Near Selvena, a few kilometres from Castell’Azzara right on the top of a mountain is the Rocca Silvana, a historic Aldobrandeschi castle and a strategic point for controlling the nearby cinnabar mines. From the ruins of Rocca Silvana you'll enjoy breathtaking views of Selvana and the area’s abandoned mines, not to mention the spectacular forests located along the flanks of Monte Civitella and other highlands.
In the wider area of Castell’Azzara is the Villa Sforzesca, a striking country villa built in 1580 for Cardinal Alessandro Sforza. The recently restored building contains lovely gates, coats of arms, fortress remains and frescoes. You’ll find this structure at the crossroads between the provinces of Siena, Grosseto and Viterbo, immersed in the unmistakable countryside of the Crete Senesi.
Nature loves shouldn’t miss the chance to visit the Monte Penna Nature Reserve, a protected area established in 1996 on the south-western Monte Amiata slopes and almost entirely covered with ash, beech and turkey oak forests. Birds such as buzzards, tawny owls and long-eared owls live in the Reserve, but you’ll also be able to catch a glimpse of foxes, porcupines, wild boars, roe deers, weasels, skunks, stone martens and martens.
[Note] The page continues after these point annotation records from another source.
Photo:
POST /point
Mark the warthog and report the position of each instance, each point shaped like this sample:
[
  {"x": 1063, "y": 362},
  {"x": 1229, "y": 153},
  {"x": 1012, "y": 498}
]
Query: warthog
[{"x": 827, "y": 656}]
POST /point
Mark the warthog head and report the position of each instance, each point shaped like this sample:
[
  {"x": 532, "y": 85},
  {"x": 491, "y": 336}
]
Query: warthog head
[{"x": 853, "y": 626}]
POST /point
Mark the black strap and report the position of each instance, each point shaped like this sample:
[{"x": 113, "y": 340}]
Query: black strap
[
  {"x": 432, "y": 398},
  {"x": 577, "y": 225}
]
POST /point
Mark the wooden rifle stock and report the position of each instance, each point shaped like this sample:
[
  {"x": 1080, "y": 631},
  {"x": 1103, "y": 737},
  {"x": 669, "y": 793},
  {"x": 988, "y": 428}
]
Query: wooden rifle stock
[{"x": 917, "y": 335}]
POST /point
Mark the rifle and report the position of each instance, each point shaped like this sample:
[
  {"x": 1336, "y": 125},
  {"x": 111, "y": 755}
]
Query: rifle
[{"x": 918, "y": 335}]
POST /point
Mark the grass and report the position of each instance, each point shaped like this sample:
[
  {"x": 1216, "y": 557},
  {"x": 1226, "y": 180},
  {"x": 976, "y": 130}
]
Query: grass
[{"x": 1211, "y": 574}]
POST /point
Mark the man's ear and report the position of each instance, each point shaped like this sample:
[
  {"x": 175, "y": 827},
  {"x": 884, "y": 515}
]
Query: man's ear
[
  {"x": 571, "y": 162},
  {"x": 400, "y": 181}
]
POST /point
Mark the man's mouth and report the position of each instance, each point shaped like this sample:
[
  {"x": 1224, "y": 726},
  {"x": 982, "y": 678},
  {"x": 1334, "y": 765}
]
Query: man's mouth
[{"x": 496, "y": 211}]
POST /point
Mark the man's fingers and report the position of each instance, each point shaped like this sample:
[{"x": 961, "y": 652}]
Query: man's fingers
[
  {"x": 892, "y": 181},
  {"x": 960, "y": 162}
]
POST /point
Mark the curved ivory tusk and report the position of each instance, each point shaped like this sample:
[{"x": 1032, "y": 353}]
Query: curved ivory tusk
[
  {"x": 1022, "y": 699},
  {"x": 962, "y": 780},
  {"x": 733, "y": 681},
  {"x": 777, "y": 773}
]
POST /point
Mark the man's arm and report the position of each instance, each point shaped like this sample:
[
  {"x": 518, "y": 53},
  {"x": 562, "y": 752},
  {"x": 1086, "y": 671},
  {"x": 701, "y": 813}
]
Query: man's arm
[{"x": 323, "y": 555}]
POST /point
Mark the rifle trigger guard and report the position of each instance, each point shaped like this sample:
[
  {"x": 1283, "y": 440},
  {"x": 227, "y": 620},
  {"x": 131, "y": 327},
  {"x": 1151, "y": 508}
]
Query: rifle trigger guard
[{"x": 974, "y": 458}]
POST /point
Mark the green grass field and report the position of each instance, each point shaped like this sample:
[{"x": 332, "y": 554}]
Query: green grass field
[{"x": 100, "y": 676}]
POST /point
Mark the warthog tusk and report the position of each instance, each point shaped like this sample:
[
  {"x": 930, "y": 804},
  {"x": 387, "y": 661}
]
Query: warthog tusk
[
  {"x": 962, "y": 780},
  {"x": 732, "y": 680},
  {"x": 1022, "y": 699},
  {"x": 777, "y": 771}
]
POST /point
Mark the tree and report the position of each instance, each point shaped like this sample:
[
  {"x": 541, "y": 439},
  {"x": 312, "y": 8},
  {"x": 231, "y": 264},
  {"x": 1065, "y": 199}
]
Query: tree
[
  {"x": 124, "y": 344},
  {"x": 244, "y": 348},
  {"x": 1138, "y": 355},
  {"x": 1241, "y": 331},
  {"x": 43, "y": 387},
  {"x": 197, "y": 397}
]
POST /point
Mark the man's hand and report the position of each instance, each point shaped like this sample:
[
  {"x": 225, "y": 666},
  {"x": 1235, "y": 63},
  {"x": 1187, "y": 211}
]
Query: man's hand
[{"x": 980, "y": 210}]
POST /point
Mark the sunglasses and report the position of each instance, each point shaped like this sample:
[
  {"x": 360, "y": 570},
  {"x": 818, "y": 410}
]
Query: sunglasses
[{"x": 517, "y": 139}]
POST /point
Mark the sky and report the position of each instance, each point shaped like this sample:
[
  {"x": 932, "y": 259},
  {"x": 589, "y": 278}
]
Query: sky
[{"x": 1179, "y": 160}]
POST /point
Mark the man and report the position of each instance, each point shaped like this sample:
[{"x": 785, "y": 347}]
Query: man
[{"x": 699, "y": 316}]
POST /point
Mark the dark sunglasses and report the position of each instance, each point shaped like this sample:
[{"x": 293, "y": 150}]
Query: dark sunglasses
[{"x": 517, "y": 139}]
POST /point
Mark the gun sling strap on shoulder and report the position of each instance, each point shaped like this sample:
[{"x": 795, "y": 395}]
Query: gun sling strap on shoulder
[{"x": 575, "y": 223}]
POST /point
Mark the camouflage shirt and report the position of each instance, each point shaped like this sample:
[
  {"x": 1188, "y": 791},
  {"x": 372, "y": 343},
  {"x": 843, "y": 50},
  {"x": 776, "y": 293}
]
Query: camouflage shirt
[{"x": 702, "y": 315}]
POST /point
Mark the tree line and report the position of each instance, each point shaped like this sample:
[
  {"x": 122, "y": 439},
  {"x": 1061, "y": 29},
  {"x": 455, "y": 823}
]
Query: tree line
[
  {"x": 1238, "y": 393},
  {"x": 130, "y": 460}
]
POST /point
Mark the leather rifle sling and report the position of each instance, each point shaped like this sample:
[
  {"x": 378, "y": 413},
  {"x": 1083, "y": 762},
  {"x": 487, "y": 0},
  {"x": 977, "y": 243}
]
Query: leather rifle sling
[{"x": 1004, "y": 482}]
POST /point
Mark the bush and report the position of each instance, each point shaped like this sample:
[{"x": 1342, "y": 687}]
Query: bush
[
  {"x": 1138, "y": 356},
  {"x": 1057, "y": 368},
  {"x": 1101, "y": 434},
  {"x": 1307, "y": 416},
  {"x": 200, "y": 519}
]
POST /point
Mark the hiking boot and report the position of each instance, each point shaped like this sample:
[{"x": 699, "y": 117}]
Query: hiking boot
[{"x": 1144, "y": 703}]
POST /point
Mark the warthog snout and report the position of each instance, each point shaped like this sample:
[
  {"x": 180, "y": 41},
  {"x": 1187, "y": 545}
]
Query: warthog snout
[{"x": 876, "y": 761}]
In the limestone area of Poggio delle Forche you’ll find Sassocolato Cave (also known as the Bacheca cave) a place once used as a barn and for important spelunking expeditions. In 1995, the cave was closed to protect its important bat colony, which can be visited in summer months (so as to not disturb the animals) with the “L’Orso” Speleological Group of Castell’Azzara.
In July, Castell’Azzara celebrates one of its symbolic products with the Summer Truffle Festival. The programme outlines numerous gastronomic events in order to get to know and try this exquisite product, including a day dedicated to hunting for the summer truffle in the Monte Penna woods, obviously with dinner following the activity.
The Amiata area is a zone full of woodland natural products, such as mushrooms, truffles, strawberries and raspberries.
Most importantly, Castell’Azzara is considered to be the capital of Maremma truffle and in its woods are found both white truffle (which is more rare and expensive) and the brown variety.
The unmissable Topi di Castell’Azzara is another typical, celebrated sweet treat: crescents of soft golden pastry filled with walnuts, honey, cinnamon and orange peel. The flavour is similar to that of its traditional, crispy counterpart, but with a slightly softer consistency.